An Eclipse 'Linked Resource' named DAFFODIL_ROOT must be defined to be the path to the clone of the git repository for Daffodil.

These projects are all set up to use a common lib_managed project directory that is an Eclipse link to the DAFFODIL_ROOT/lib_managed which is populated using sbt. See the note below about "pre-build with sbt".

Pre-build with sbt to Retrieve Libraries

Before starting Eclipse, you must issue the 'sbt updateClassifiers compile' command. This pulls down all libraries needed, and puts them into lib_managed where the eclipse projects are setup to find them. This also pulls down all the source and javadoc jars for convenient access. The compile command forces some code-generator steps to run which create source code in the daffodil-lib module.

Build Macro Lib First

Before building the rest of the Daffodil modules, you must first build daffodil-macro-lib. This defines macros that are used in the other modules.

Eclipse Settings for DFDL Schema Authoring/Editing

The Eclipse IDE can be used to assist a user in the authoring of DFDL schemas.

DFDL extends a subset of XML Schema. Note however: an XML Schema is an XML document.

There are XML-Schema-Aware editors. So, if you have an editor that is aware of the XML Schema of an XML document, then that editor can provide intelligent assistance in authoring the XML document. It can show you the XML source code, or can show you diagrammatic ways of examining the document.

Now, turns out there is an XML Schema for DFDL Schemas. It was created by taking the XML Schema for XML Schemas, and subsetting it to just what DFDL uses, and then adding into it the XML Schema for DFDL's annotation objects.

Since there is an XML Schema for the XML Documents that just happen to be DFDL Schemas, an XML aware editor can provide assistance in authoring DFDL Schemas.

This section contains instructions for setting up the Eclipse Integrated-Development-Environment (IDE), and to configure it's XML editing features so that they provide some level of support for authoring DFDL schemas. In theory, based on this, if you have some other favorite XML-Schema-Aware editing environment, you could figure out how to enable it to provide you similar DFDL schema authoring assistance.

The XML settings all assume you have installed Eclipse's XML support. Given an Eclipse update site for your version of Eclipse, the  "Eclipse XML Editors and Tools" software is what you need, and what this page is referring to for XML settings.

(Caveat: The menu locations often vary from one Eclipse release to the next.)

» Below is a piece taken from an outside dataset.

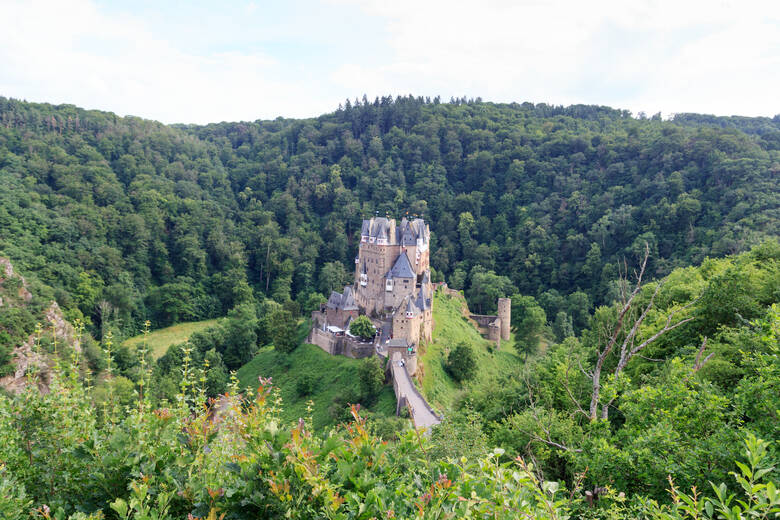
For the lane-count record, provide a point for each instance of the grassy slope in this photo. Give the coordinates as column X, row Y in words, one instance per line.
column 160, row 340
column 334, row 374
column 450, row 328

Following are steps to modify the eclipse XML settings to aid in the creation of DFDL schemas:

  1. Window > Preferences > Validation
    1. turn off XML Schema Validator
    2. turn off DTD Validator and HTML Validator
    3. click the ... settings box to the right of XML Validator
      1. Select Include Group
      2. Click Add Rule
      3. Select File Extension
      4. Click Next
      5. Add extensions tdml
      6. Click Finish
      7. Repeat steps i-vi, replacing tdml with dfdl.xsd
  2. Window > Preferences > General > Content Types
    1. Select Text > XML
    2. Click Add...
    3. Set Content type to *.dfdl.xsd
    4. Repeat steps b-c with content type set to *.tdml
  3. Window > Preferences > XML > XML Files > Editor
    1. Uncheck Format comments

Graphics Problems on Linux/Fedora

 See content...

The problems I was having:

Windows/buttons/bars missing.

Frequent errors to where it would state something about SWT and recommend restarting Eclipse.

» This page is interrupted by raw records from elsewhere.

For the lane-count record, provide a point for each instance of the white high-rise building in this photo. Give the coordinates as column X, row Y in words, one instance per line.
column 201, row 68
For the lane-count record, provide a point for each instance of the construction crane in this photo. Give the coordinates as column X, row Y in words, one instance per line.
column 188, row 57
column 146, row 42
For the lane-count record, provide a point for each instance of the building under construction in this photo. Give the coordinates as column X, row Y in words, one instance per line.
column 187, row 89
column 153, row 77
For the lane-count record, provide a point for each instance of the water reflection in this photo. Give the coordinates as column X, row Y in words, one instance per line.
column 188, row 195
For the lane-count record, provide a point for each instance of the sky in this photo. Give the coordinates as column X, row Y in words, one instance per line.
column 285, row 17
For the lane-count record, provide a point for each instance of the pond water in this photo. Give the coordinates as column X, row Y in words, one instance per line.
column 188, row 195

Window would go black and render Eclipse unusable until you quit and restart it.

Odd additional "DragPlaceholder" tabs added each and every time Eclipse would crash.

Below is the fix.

Whatever you use to execute eclipse, you have to add the following statement: export SWT_GTK3=0

https://bugs.eclipse.org/bugs/show_bug.cgi?id=497705

I added that export line to the script I use to launch my Eclipse and it fixed all of my issues.

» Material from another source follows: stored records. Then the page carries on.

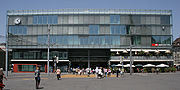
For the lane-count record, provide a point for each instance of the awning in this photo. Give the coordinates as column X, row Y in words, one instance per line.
column 149, row 65
column 38, row 60
column 162, row 65
column 139, row 65
column 128, row 65
column 145, row 50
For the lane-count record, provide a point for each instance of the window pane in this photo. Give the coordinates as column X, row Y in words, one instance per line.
column 115, row 19
column 93, row 29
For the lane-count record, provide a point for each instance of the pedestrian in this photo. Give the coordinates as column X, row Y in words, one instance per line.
column 1, row 79
column 96, row 71
column 117, row 72
column 157, row 71
column 109, row 72
column 58, row 72
column 37, row 77
column 122, row 72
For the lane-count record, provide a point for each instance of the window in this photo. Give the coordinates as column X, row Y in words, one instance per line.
column 161, row 39
column 165, row 19
column 50, row 19
column 18, row 30
column 118, row 29
column 115, row 19
column 42, row 40
column 93, row 29
column 83, row 40
column 26, row 68
column 115, row 40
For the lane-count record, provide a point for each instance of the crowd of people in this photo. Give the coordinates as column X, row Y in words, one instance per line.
column 98, row 71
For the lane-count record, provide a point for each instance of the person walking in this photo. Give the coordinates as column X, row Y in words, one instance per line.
column 117, row 72
column 1, row 79
column 37, row 77
column 58, row 72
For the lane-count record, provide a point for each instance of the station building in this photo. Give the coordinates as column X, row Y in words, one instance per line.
column 88, row 37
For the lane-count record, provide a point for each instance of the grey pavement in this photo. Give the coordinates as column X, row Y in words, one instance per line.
column 138, row 81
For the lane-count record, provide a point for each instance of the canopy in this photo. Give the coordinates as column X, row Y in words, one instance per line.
column 113, row 65
column 128, row 65
column 118, row 65
column 149, row 65
column 162, row 65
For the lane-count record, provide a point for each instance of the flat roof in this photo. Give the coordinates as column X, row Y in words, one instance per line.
column 89, row 11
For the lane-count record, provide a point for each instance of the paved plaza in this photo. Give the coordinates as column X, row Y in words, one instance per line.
column 138, row 81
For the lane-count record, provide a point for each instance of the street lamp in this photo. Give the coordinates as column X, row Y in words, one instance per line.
column 48, row 49
column 130, row 53
column 7, row 32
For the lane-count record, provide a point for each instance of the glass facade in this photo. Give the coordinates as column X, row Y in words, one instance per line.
column 86, row 29
column 50, row 19
column 161, row 39
column 18, row 30
column 38, row 54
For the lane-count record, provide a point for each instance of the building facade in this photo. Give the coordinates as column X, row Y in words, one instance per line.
column 2, row 55
column 88, row 37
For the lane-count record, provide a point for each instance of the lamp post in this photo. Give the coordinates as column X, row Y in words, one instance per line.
column 7, row 32
column 48, row 49
column 130, row 53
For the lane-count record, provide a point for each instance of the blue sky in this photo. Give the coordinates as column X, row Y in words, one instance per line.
column 95, row 4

You have the choice of either adding it to your /usr/share/applications eclipse.desktop file:

Exec=env SWT_GTK3=0 /bin/eclipse

Or adding it to whatever script you use to launch eclipse, which in my case is:

#!/bin/bash

export ECLIPSE_HOME="/home/username/Programs/eclipse"

export SWT_GTK3=0

$ECLIPSE_HOME/eclipse $*

I'd tried adding the '-Dswt.enable.autoScale=false' line to my eclipse.ini file and that didn't do anything, thus I resorted to altering the script above.